Musk has not had an easy ride since taking over what was formerly known as Twitter, with Reuters reporting monthly U.S. ad revenue at X declining at least 55% year-over-year each month since billionaire Elon Musk bought the company in October 2022. Mixed with the overwhelming drop in user engagement and brand recognition, X has a long road ahead to reposition itself as a platform for real and honest political conversations.
The company has taken part in several new initiatives as of late in what seems to be a move to address the loss of ad revenue. Selling programmatic ads via Google, aggressively selling advertising space to politicians ahead of the 2024 election and signing content creators for exclusive platform deals that would see influencers bring their audience to the app. Sadly for X, it seems that the nonstop tide of negative feedback and public perception has heavily impacted the company’s brand and customer loyalty. While many mistakes have fallen on Musk’s shoulders to carry, this pattern of ‘off the cuff’ commentary leading to devastating results for the platform is becoming unsustainable. What went wrong for Elon? He is a CEO known for producing innovative solutions to the biggest problems of the day; Unfortunately for him, social cohesion and management are not his forte.

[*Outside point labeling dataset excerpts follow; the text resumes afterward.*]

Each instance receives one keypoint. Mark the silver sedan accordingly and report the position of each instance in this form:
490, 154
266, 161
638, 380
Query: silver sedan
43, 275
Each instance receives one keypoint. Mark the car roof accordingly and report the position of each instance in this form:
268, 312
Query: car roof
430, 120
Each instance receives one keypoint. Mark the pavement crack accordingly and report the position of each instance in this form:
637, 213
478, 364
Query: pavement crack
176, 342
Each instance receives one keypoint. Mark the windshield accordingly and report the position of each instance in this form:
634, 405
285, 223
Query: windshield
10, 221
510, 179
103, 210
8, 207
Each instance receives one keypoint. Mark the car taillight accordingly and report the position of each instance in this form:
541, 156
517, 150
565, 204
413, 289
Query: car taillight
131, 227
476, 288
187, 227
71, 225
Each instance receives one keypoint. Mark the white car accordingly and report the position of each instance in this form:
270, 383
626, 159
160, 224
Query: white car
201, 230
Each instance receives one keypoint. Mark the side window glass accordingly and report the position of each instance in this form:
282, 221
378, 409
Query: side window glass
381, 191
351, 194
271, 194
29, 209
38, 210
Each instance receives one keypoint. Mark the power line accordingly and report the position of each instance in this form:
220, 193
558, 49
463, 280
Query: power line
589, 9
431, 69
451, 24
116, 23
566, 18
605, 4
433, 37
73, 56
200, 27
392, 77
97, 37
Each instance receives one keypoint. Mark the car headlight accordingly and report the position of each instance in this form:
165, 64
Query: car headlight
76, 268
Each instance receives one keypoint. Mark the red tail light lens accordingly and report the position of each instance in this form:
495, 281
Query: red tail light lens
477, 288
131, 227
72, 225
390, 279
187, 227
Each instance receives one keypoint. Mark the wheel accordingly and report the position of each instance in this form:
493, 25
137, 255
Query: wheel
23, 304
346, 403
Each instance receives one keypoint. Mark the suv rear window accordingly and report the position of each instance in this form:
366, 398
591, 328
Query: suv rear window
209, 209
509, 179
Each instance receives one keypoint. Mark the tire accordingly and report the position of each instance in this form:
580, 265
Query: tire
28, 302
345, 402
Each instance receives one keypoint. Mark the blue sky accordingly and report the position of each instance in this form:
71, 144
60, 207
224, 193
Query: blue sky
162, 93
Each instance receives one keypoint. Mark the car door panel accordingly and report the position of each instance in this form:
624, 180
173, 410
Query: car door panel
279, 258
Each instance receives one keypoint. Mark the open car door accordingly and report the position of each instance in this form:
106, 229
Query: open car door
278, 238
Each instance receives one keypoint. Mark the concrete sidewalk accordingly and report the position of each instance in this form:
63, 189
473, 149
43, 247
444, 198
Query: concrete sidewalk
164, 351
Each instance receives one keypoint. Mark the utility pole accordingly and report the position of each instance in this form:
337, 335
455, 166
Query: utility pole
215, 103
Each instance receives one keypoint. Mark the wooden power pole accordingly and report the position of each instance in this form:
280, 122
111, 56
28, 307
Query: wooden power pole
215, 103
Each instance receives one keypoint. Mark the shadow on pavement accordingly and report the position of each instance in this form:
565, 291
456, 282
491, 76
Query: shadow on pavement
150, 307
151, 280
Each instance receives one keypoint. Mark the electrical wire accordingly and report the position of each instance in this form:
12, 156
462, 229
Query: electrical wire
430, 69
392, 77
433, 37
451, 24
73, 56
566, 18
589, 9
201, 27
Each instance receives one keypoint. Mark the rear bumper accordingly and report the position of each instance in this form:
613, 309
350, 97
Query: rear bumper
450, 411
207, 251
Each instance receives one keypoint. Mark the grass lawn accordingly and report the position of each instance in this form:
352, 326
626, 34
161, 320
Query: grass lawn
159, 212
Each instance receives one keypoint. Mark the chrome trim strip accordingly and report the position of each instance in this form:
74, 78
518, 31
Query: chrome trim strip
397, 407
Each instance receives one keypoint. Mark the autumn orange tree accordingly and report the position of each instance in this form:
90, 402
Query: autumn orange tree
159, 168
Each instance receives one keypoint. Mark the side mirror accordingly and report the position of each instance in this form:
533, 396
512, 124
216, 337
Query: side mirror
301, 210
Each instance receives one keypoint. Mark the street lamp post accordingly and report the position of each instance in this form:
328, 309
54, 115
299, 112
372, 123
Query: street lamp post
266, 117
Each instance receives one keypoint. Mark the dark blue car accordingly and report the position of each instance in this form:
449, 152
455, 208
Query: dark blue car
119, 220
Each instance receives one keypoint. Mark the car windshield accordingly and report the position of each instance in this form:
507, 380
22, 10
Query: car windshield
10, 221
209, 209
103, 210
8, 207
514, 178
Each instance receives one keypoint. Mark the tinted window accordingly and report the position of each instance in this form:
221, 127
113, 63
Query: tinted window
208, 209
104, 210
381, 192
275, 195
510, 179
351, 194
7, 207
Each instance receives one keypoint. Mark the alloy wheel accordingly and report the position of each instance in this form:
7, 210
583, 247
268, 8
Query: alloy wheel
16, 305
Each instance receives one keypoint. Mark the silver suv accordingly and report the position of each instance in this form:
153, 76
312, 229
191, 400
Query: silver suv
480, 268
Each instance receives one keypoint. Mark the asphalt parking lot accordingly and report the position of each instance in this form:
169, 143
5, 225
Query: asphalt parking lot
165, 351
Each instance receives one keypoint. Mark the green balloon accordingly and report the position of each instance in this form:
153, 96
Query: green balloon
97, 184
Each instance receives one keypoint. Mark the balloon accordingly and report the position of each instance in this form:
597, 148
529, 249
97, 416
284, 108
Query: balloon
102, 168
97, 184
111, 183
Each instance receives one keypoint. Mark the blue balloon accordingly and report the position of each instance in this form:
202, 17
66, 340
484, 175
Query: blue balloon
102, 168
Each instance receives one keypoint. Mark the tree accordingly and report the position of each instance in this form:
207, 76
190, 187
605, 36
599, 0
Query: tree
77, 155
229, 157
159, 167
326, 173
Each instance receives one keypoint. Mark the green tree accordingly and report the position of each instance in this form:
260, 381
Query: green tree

Last but certainly not least, Nike named their former company executive Nicole Hubbard Graham to be their next Chief Marketing Officer.

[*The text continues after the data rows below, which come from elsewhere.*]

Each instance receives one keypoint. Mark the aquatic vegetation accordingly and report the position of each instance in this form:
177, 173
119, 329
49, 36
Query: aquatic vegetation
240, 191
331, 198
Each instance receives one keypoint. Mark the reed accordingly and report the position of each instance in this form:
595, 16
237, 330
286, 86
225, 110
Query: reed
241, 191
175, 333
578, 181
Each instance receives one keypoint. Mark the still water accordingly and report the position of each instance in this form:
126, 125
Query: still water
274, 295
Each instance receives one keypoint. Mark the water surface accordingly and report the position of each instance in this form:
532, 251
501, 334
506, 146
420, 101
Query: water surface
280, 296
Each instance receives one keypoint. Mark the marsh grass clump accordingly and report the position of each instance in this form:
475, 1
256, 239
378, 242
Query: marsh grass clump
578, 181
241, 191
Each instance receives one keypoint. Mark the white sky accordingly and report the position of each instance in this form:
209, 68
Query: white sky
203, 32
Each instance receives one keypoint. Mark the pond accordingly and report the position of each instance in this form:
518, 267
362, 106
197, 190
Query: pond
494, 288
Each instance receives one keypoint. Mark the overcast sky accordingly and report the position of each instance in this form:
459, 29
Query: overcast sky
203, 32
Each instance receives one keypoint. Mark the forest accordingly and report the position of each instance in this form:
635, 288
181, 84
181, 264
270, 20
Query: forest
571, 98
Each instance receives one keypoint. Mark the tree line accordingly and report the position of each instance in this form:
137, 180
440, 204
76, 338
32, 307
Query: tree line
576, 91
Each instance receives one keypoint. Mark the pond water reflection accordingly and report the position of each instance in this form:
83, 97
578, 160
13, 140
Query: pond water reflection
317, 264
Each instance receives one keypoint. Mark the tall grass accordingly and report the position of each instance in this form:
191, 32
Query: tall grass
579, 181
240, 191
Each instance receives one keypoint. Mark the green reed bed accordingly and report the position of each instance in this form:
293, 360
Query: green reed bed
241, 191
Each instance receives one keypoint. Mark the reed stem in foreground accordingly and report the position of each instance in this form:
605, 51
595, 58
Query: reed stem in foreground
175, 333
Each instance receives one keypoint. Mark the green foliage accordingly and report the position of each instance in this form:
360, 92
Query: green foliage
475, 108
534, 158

Nike reported a 2% decline in North American footwear sales in its latest quarter, facing serious competition for both athletes and casual consumers from brands including Hoka, On, Adidas, and New Balance. Nike also named 30-year company veteran John Hoke its first chief innovation officer, tasked with amplifying and accelerating the company’s innovation strategy and distinction. “We are focused and mobilized to address areas where we need to raise our game,” Chief Executive John Donahoe said during an earnings call in September.
And this switch up of executive management may be the first shot in a salvo of sales warfare soon to come. While Nike remains dominant as the world’s largest seller of athletic footwear and apparel, they are not sitting comfortably at the top. With consumers and industry analysts noticing a significant slowdown in product innovation compared to their energetic competition, Nike executives are making necessary plans to increase company innovation and brand appeal. What’s still unsaid is what tactics the company will employ to reestablish its brand as the cutting edge of athletic apparel. Will they focus and come out with new and innovative products or take a multilayered marketing approach and target different touchpoints while signing multiyear marketing deals with athletes is still unknown. The facts as they stand now point to Nike taking a holistic approach to tackling their sales dip by rejuvenating management, instilling a competitive drive in the team, and unleashing their war chest at the competition.
72 hours can redefine entire industries. Over the weekend three different burgeoning businesses went through extreme scrutiny and speculation over their potential. While some positioned themselves for success like never before, looking at you Microsoft; others shattered their short-term potential, deepening their divides and endangering their future.